Uit hun website en uit de door mr. Z voorgelegde brieven blijkt dat de heren X en Y zich zeker niet uitgeven als advocaat. Bij hun voorstelling op de website schrijven ze uitdrukkelijk dat de heer X een tijdje advocaat is geweest maar dat dit niet was wat hij voor ogen had. Verderop lezen we: “We gingen daardoor beiden ook in de privé aan de slag als jurist.” (eigen onderlijning)
In de door mr. Z meegedeelde brief schrijft de heer X “Ik werd gecontacteerd door dhr. …, die mij aanstelde als lasthebber (geen advocaat) in deze echtscheidingszaak.” (eigen onderlijning)
De bedenking van mr. Z dat de praktijk van de heren X en Y mogelijk strijdig zou kunnen zijn met artikel 428 Ger. W., is dan ook onterecht. Zij geven zich niet uit als advocaat en wekken evenmin die indruk.
Bij de rechtzoekende zou misschien wel de idee kunnen bestaan dat de heren X en Y advocaat zijn, maar dit is dan wellicht eerder te verklaren door het feit dat men vaak het verschil niet kent tussen een jurist en een advocaat.
Op basis van de mij gekende informatie kan ik alleen maar besluiten dat zij op dit vlak correct lijken te handelen en hen (wellicht) geen inbreuk op de artikelen 428 Ger.
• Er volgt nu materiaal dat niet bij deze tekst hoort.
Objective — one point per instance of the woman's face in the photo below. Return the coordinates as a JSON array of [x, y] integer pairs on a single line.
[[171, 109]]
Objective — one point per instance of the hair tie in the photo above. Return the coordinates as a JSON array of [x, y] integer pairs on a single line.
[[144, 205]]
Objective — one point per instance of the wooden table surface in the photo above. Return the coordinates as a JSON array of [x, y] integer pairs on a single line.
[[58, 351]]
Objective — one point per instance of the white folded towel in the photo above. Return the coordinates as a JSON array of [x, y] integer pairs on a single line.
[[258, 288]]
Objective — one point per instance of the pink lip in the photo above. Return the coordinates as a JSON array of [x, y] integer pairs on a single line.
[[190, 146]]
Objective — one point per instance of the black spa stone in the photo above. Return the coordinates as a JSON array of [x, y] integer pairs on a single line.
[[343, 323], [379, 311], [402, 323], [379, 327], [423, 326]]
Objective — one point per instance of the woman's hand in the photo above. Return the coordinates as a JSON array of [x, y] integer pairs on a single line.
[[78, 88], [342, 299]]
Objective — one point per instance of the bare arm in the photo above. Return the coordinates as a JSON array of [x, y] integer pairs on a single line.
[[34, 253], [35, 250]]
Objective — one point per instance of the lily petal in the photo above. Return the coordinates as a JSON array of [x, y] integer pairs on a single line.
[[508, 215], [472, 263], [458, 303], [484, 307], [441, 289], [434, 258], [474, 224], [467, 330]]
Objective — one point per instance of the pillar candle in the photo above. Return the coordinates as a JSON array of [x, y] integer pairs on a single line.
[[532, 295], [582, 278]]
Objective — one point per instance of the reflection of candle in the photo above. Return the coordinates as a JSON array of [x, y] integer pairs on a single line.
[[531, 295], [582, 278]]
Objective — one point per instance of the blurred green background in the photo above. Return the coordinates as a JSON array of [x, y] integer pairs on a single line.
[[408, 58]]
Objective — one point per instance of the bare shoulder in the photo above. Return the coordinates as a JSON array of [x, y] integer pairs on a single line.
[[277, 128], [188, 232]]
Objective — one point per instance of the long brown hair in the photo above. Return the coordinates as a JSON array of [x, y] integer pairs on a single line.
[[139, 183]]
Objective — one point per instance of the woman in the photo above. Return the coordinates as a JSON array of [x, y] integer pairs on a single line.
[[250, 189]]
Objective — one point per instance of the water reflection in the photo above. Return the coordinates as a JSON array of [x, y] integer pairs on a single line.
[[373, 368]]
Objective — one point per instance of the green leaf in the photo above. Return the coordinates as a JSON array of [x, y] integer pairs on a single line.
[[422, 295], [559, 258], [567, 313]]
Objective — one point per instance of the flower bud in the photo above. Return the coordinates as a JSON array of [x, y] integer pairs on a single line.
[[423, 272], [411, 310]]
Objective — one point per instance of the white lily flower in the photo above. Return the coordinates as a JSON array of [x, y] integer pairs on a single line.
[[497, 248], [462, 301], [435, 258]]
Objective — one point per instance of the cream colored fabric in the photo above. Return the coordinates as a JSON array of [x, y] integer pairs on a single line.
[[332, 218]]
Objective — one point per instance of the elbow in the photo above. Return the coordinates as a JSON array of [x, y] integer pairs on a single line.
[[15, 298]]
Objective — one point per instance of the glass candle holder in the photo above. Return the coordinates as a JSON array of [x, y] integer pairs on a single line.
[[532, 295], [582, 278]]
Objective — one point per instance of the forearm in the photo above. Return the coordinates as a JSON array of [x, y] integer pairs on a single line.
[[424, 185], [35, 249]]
W. en 227ter Sw. kan worden verweten (al ben ik niet bevoegd om hierover te oordelen).
Voor zoveel als nodig, merk ik volledigheidshalve op dat de advocaten die geconfronteerd worden met dit (of een ander) advieskantoor, er waakzaam voor moeten zijn dat de heren X en Y als jurist geen (strafrechtelijk beteugelbaar) beroepsgeheim hebben, dat voor hen niet de regel van de vertrouwelijkheid van briefwisseling geldt, dat zij niet zoals advocaten onder de beperkte meldingsplicht in het kader van de witwaspreventiewetgeving vallen, …
Ik besluit dan ook dat aan de hand van de voorliggende informatie het mij voorkomt dat de heren X en Y niets kan worden verweten.